Jesse Katz (The Opposite Field), longtime Los Angeles journalist, tackles a true story featuring a daunting number of characters and spanning years and tragedies in The Rent Collectors: Exploitation, Murder, and Redemption in Immigrant LA. With admirable clarity and compassion, Katz unravels a complex narrative that has no easy answers.
In the MacArthur Park neighborhood of L.A. in 2007, a teenaged gang member under orders fired five shots at a street vendor, in retaliation for the vendor refusing to pay "rent" to the gang. The intended victim was badly wounded by four bullets; the fifth bullet struck and killed a nearby 23-day-old infant. The shooter, Giovanni Macedo, was in turn the victim of a botched murder attempt at the hands of fellow members of his gang, the Columbia Lil Cycos, as punishment for his error. Giovanni eventually testified and helped put many gang members behind bars, receiving a sentence of 51 years for his crimes.

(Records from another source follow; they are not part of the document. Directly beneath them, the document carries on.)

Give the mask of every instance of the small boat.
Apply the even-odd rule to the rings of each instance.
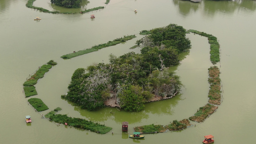
[[[205,140],[203,141],[204,144],[211,144],[214,142],[213,140],[213,136],[212,135],[208,135],[205,136]]]
[[[94,19],[95,18],[95,16],[94,16],[94,14],[91,15],[91,19]]]
[[[140,132],[134,132],[134,135],[130,135],[129,137],[132,139],[143,139],[145,136],[144,135],[140,135]]]
[[[36,20],[41,20],[41,19],[39,18],[39,17],[37,16],[37,17],[36,17],[36,19],[34,19],[34,20],[35,20],[35,21]]]
[[[29,123],[32,122],[31,121],[31,118],[30,116],[26,116],[26,122]]]

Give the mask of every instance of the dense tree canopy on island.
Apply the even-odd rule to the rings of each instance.
[[[67,8],[79,8],[82,0],[50,0],[56,5]]]
[[[168,68],[179,64],[179,54],[191,48],[185,30],[171,24],[151,31],[137,42],[141,54],[110,55],[109,64],[77,69],[69,91],[61,97],[88,110],[103,108],[106,100],[115,98],[121,108],[138,111],[155,96],[167,97],[179,92],[179,77]]]

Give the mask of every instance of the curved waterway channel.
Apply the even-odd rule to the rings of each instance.
[[[215,144],[254,142],[256,128],[256,2],[252,0],[211,1],[200,3],[177,0],[91,0],[80,12],[103,6],[87,13],[54,14],[25,7],[26,0],[0,0],[0,144],[201,144],[204,136],[214,136]],[[37,0],[34,6],[50,11],[67,11],[54,7],[50,0]],[[134,10],[136,9],[138,12]],[[96,18],[91,20],[90,14]],[[34,21],[36,16],[42,20]],[[184,86],[180,95],[152,102],[139,112],[105,108],[97,111],[81,109],[61,98],[65,94],[73,72],[94,63],[108,62],[110,53],[119,56],[129,51],[143,30],[177,24],[187,29],[216,36],[220,45],[220,70],[223,102],[216,112],[204,122],[177,132],[146,134],[142,140],[128,138],[135,126],[167,125],[175,120],[187,119],[207,103],[207,69],[209,44],[207,38],[187,35],[192,45],[190,52],[176,68]],[[123,36],[137,37],[124,44],[64,60],[60,57]],[[35,86],[39,98],[49,109],[38,114],[27,103],[23,84],[38,67],[49,60],[58,64]],[[99,134],[57,126],[41,118],[57,107],[59,113],[81,118],[113,128]],[[32,123],[26,124],[25,116]],[[121,132],[122,122],[129,122],[128,133]],[[196,126],[195,124],[196,124]]]

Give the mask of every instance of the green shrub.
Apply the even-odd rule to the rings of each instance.
[[[61,57],[61,58],[63,59],[70,59],[73,57],[77,57],[80,55],[82,55],[85,54],[87,54],[90,52],[98,51],[98,49],[116,45],[122,42],[125,42],[128,40],[130,40],[136,37],[135,35],[131,35],[128,36],[124,36],[123,37],[117,38],[113,40],[112,41],[109,41],[107,43],[103,44],[99,44],[98,45],[92,47],[91,48],[88,48],[85,50],[79,50],[77,52],[73,52],[68,54],[66,54]]]
[[[61,110],[61,108],[60,108],[60,107],[58,107],[57,108],[56,108],[54,109],[54,111],[56,111],[56,112],[58,112]]]
[[[109,3],[110,3],[110,0],[107,0],[105,4],[108,4]]]
[[[218,108],[218,107],[207,104],[204,107],[199,108],[199,110],[193,116],[189,117],[189,119],[197,122],[203,121],[209,115],[214,112]]]
[[[57,62],[55,62],[53,60],[50,60],[50,61],[49,61],[49,62],[47,62],[47,64],[50,64],[51,65],[55,65],[57,63]]]
[[[154,133],[156,132],[164,132],[166,130],[166,129],[163,126],[161,125],[155,125],[154,124],[136,127],[134,129],[135,132],[143,133]]]
[[[90,9],[85,10],[85,11],[81,11],[81,13],[88,12],[96,11],[96,10],[98,10],[102,9],[104,8],[104,7],[98,7],[97,8],[92,8]]]
[[[187,128],[186,124],[182,123],[177,120],[173,120],[172,123],[168,125],[167,127],[170,131],[180,130]]]
[[[146,35],[151,33],[152,32],[151,31],[147,30],[143,30],[141,32],[140,32],[140,35]]]
[[[24,93],[26,97],[29,97],[37,95],[37,93],[36,90],[36,87],[34,86],[25,86],[23,87],[24,89]]]
[[[44,77],[45,73],[49,71],[49,69],[51,69],[52,66],[50,64],[45,64],[42,65],[37,71],[34,75],[31,76],[31,77],[27,80],[23,84],[24,86],[33,86],[37,83],[37,81]]]
[[[41,99],[31,98],[28,99],[28,101],[37,111],[40,112],[49,109]]]

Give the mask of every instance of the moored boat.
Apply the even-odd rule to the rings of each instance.
[[[211,144],[214,142],[213,136],[211,134],[205,136],[205,140],[203,141],[204,144]]]
[[[143,139],[145,137],[144,135],[140,135],[140,132],[134,132],[134,135],[130,135],[129,137],[132,139]]]
[[[26,122],[29,123],[32,122],[31,118],[30,116],[26,116]]]
[[[37,16],[36,17],[36,19],[34,19],[34,20],[41,20],[40,18],[39,18],[39,17]]]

Katz's thorough account details Giovanni's personal and family history; the history of MacArthur Park; the cultural and economic predicament of L.A.'s immigrant street vendors; the background of the Columbia Lil Cycos, the larger 18th Street alliance, and the Mexican Mafia; the lives of Giovanni's victims; and California's law enforcement, judicial, and prison systems. It's a sprawling story, but riveting and propulsive in this telling. The Rent Collectors deftly probes systemic ills. A large population of undocumented immigrant street vendors is squeezed between L.A. enforcement and street gangs: "MacArthur Park strained under the exigencies of that shadow population, a virtually permanent subclass left to invent its own opportunities, to improvise its own survival."
Giovanni's family background leaves him with a shortage of options and a desperate desire to belong to something bigger than himself. Immigration, legal, and prison systems fail, frustratingly often, to reward behaviors society deems "good" or to address adequately the "bad." Giovanni is the protagonist of this story, drawing near a parole hearing at the time of this book's publication; Katz portrays him with sensitivity and an eye to the complexities that led to his crimes. Giovanni is an imperfect symbol of redemption, but Katz shows that the marginalized teen was at the mercy of inexorable and deeply problematic societal forces. Abstaining from painting heroes or villains, Katz offers instead a plethora of thoughtful, nuanced profiles and a zoomed-out view of immigrant L.A., its street vendors, its gangs, and its intricacies. The result is relentless, multi-faceted, and incisive. --Julia Kastner, librarian and blogger at pagesofjulia
Shelf Talker: Street gangs and street vendors in L.A.'s MacArthur Park, a pair of botched murders, and a number of criminal trials shed light on social ills in this sensitive study.